The six-week-old party of Slovenian political newcomer Miro Cerar won a snap election on pledges to reconsider the state-asset sales that helped sink the previous government. Cerar’s party got 35 percent of the vote, beating jailed ex-Premier Janez Jansa’s Slovenian Democratic Party, which got 21 percent, the State Election Commission said yesterday with 99.9 percent of ballots counted. Karl Erjavec’s pensioners party, Desus, was third with 10 percent, while the United Left was fourth with 6 percent, according to the commission, based in Ljubljana, the capital. Turnout was 51 percent, it said. Cerar is set to form the fourth coalition government since 2008 in the former Yugoslav republic of 2 million, which pushed through a 3.2 billion-euro ($4.4 billion) banking rescue last year to avoid a bailout similar to fellow euro members Greece and Cyprus.
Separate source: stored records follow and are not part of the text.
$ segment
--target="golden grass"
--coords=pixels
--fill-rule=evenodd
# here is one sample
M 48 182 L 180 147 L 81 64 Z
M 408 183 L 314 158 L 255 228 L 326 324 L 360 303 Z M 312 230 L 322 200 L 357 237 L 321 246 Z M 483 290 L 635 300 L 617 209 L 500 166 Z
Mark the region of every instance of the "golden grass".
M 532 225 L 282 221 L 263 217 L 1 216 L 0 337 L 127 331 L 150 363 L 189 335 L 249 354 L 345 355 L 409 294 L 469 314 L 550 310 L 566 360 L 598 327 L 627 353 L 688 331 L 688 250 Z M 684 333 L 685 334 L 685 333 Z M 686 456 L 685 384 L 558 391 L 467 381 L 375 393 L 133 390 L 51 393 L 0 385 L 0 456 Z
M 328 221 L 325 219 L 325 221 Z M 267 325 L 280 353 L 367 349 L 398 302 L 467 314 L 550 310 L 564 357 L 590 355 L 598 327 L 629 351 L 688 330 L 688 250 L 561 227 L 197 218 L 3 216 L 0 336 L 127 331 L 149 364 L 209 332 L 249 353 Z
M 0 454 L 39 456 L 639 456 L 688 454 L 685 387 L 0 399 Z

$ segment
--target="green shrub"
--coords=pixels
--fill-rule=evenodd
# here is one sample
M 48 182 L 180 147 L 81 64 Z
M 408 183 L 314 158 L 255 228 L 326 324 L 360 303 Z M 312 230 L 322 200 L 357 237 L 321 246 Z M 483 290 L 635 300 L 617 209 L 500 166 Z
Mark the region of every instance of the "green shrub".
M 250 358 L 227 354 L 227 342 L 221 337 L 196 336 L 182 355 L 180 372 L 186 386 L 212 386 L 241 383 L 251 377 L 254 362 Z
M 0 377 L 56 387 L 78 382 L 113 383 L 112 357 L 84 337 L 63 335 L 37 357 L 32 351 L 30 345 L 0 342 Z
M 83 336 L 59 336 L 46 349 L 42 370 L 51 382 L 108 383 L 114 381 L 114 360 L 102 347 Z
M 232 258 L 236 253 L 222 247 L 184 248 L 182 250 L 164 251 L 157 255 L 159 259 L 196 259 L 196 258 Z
His pledge to review outgoing Premier Alenka Bratusek’s privatization plan risks friction with the European Union, which backed the proposals to help bolster state coffers.
“The potential new coalition won’t be business friendly and Cerar’s victory may see a negative market reaction,” Igor Masten, an economics professor at the University of Ljubljana, said by phone. “But once he forms a government, Cerar may well tone done his anti-privatization rhetoric. After all, Slovenia is a member of the EU and as such it needs to respect its commitments of the bloc.”
He’ll probably form a coalition with Desus and the Social Democrats, New York-based Eurasia Group said last week in an e-mailed note. The Social Democrats got 6 percent of the vote and the three parties are set to garner 52 seats in Slovenia’s 90-member parliament, the results show.